Correspondence to: Dr. Kamil Ozdil, MD, Department of Gastroenterology, Sisli Etfal Training and Research Hospital, 34377 Istanbul, Turkey. kamilozdil@gmail.com
Telephone: +90-216-4613671 Fax: +90-216-6327124
Received: January 25, 2010
Revised: June 28, 2010
Accepted: July 5, 2010
Published online: December 7, 2010
Abstract

AIM: To identify the role of anti-pancreatic antibody (PAB) in the diagnosis of inflammatory bowel diseases (IBD) among Turkish patients, and its frequency in first-degree relatives.

METHODS: PAB and anti-Saccharomyces cerevisiae (ASCA) were examined in serum samples of 214 subjects including patients with Crohn’s disease (CD, n = 64), ulcerative colitis (UC, n = 63), first-degree relatives of patients with CD (n = 25), first-degree relatives of patients with UC (n = 28),and a control group with gastrointestinal symptoms other than (IBD) (n = 34) by indirect immunofluorescence Positivity of PAB and ASCA was compared in terms of Vienna classification, disease activity and medications used.

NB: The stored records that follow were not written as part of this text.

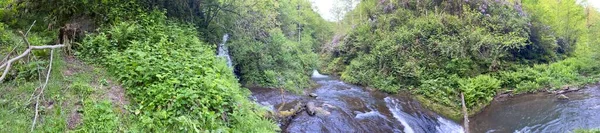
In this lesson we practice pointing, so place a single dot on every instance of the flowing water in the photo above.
(350, 108)
(541, 113)
(222, 51)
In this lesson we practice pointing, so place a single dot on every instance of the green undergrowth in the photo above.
(440, 49)
(174, 79)
(63, 97)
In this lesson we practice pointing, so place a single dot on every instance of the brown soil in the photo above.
(113, 91)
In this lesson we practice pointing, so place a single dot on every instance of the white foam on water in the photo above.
(447, 126)
(316, 74)
(369, 114)
(224, 52)
(398, 114)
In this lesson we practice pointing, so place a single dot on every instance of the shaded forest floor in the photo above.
(62, 107)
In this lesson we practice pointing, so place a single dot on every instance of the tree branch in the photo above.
(9, 62)
(37, 103)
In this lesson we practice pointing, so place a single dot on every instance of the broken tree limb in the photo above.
(25, 36)
(465, 114)
(9, 62)
(37, 101)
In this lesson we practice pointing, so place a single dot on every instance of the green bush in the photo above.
(479, 90)
(99, 117)
(175, 79)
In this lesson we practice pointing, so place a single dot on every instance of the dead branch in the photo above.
(37, 101)
(465, 114)
(9, 62)
(13, 50)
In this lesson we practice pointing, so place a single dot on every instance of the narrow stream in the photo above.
(349, 108)
(541, 113)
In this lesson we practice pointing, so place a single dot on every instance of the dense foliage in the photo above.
(439, 49)
(273, 43)
(175, 78)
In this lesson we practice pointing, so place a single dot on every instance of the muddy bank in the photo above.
(541, 112)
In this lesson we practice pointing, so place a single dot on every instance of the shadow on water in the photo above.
(350, 108)
(541, 113)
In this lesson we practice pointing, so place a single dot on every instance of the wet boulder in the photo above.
(310, 108)
(321, 112)
(562, 97)
(313, 95)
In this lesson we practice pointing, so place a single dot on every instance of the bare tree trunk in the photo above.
(9, 62)
(465, 114)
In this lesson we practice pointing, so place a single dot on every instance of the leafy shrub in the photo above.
(479, 90)
(174, 77)
(279, 63)
(99, 117)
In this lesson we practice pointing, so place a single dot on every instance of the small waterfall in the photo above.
(316, 74)
(419, 122)
(224, 52)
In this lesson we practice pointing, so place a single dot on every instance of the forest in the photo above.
(151, 65)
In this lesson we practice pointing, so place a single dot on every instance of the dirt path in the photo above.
(105, 89)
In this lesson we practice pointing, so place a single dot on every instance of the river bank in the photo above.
(541, 112)
(344, 107)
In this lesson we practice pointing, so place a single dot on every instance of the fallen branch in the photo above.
(9, 62)
(26, 33)
(37, 102)
(465, 114)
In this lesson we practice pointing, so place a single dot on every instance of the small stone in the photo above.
(310, 108)
(322, 112)
(312, 95)
(563, 97)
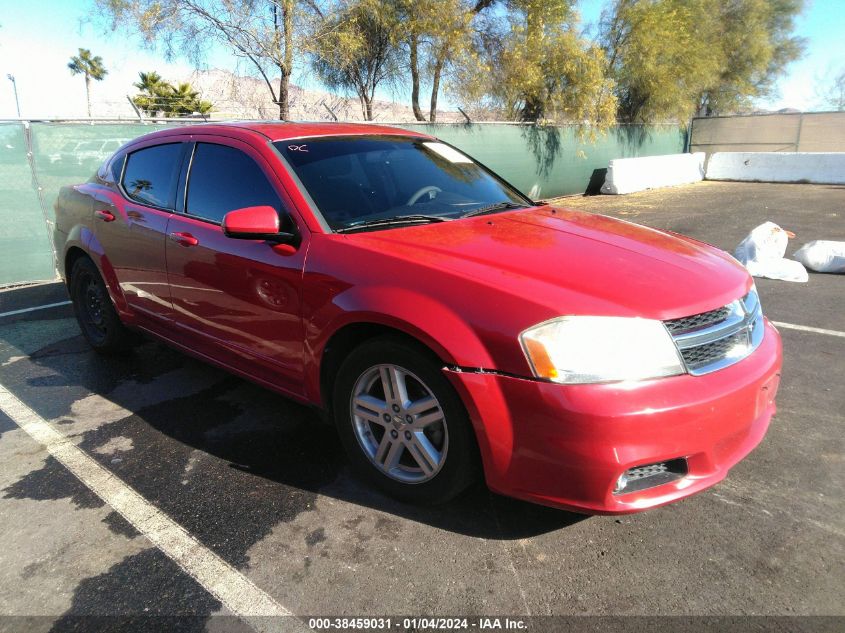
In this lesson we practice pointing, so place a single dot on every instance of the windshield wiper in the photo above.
(399, 220)
(492, 208)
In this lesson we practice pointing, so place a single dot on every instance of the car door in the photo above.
(239, 299)
(131, 226)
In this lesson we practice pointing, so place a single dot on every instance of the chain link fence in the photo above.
(37, 158)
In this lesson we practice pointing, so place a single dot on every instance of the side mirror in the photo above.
(254, 223)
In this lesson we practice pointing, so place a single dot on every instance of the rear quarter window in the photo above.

RESULTS: In terms of PAB positivity, no difference was found between patients with CD (14.1%) and UC (7.9%) however, significant difference was observed between patients with CD and subjects in the control group (P < 0.05). No difference was found between patients with CD and their relatives in terms of ASCA positivity, whereas a significant difference was found between other groups (P < 0.001). Compared to ASCA, the sensitivity of the PAB was 19% (7/37), its specificity was 93% (25/27), positive predictive value was 77% (7/9) and negative predictive value was 45% (25/55). ASCA was found with significantly higher prevalence in patients with CD activity index > 150 (P < 0.05).

CONCLUSION: PAB is valuable in the diagnosis of IBD rather than CD, but cannot be used alone for diagnostic purposes. PAB is not superior to ASCA in CD diagnosis and in detecting CD among relatives of patients with CD.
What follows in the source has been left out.